As India is spiralling down to majoritarian nationalism, Muslims are finding themselves cornered and more under the siege than ever before. India is home to around two hundred million Muslims. But despite the figures, they are in the minority making up only 20% of the Indian population. The growing gendered Islamophobia cannot be seen in isolation but has to be seen in association with governing bodies.

The systemic exclusion and the anti-Muslim narrative is only creating a fertile ground for discriminatory practice and violence at all levels of the institution. With the state repression and growing Islamophobia. young Muslims are finding it difficult to find a place and job opportunities.

According to the survey conducted by the National Council of Applied Economic Research in India, Muslims are more likely than the Indian Population overall to live below the poverty line at the ratio of 31% to 26%. The growing vitriol towards the community is making it difficult for them to feel secure. They are not only struggling with job opportunities but also with issues like education and housing. According to the Sachar Committee report, only 8% of Urban Muslims belonged to the salaried group while 61% of Muslims were self-employed. This stresses the fact that the public sector discriminates more than the private sector.

When it comes to discrimination, Muslim women find themselves doubly discriminated against. First as a Muslim and then as a woman. What irks supremacists the most is a Muslim woman asserting her identity. A simple piece of cloth over the head of a Muslim woman becomes a tool to project everything that is wrong with Muslims and Islam.

Muslim women wearing the Hijab are seen as oppressed, helpless and victims of violence and sexism making them hyper-visible but simultaneously invisible. They face the burden of being questioned about their impartiality and neutrality based on their attire which makes it difficult for them to access equal opportunities.
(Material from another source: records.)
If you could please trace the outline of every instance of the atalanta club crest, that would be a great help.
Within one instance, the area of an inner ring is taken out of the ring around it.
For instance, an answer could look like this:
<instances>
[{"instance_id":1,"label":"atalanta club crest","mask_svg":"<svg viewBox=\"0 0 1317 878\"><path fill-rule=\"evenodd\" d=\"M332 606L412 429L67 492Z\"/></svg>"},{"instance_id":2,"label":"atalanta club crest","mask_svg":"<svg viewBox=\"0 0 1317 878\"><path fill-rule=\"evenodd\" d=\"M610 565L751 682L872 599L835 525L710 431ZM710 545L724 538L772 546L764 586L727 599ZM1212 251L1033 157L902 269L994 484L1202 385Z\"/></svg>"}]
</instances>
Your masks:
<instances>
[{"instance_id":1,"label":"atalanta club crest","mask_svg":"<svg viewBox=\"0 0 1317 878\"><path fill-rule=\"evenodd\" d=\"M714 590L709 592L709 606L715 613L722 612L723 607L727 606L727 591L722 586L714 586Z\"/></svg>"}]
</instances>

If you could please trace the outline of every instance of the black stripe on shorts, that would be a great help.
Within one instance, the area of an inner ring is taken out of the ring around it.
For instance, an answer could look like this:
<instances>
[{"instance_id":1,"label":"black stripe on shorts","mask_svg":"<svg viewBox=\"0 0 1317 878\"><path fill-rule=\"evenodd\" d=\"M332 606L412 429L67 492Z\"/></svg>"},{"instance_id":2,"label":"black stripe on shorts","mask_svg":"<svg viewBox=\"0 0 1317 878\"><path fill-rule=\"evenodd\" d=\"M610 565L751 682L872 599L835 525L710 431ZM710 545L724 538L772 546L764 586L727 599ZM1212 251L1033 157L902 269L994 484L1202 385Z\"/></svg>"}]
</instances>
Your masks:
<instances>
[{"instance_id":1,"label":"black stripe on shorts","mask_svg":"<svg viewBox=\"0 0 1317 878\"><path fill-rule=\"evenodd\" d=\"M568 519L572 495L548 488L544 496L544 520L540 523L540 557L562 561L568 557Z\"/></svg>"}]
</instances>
A headscarf not only comes as an indicator of their religion but is also assumed as a visible marker of their ideology.

Despite being overtly discussed in the media, Muslim women hardly feature as members of the media itself.

Their presence can often be seen around talking only on “Muslim issues” and never as experts or journalists talking on general topics.

The hijab issue also reflects a larger tussle about who gets to speaks for the nation and hence gets to claim the success of the nation. The abuse that hijabi women face is not just about their religious identity but has consequences for their life chances as well. Their bodies often become a site for hate crimes and points of contest.

The only Muslim women who escape the harmful net of gendered Islamophobia, get seen in the media and are accepted by society are the ones who shrug away from any sign of visible “Muslimness”. Muslim women who shun all religious emblems are the only ones celebrated. To be taken seriously, it is required of Muslim women to look a certain way, putting the burden of agency completely on their attire. This exposes not only a consumerist nature but also the deeply rooted objectification of women’s bodies.

With fewer visible Muslim women around, those who wear the hijab feel underrepresented in the elite circle. Hence Muslim women are dismissed as inferior and find themselves struggling through the paternalistic stigmatized exclusionist tendencies who need to be liberated from the chains and shackles that bind them.

Belonging at the margins of society without any facilitation or channel, more visibly Muslim women are finding themselves at the receiving end of the growing Islamophobia and the perils of it. They feel unsafe both at the hands of the liberal who finds it a responsibility to rationalize them with modernity and to the far right-wing which views them as objects of fascination to be subjugated if they ever raise their voices.

Gendered Islamophobia robs Muslim women of their agency and constrains them from getting equal opportunities.

Farheen Fatima

Farheen Fatima is a writer who is trying to make her way through the huddles of life.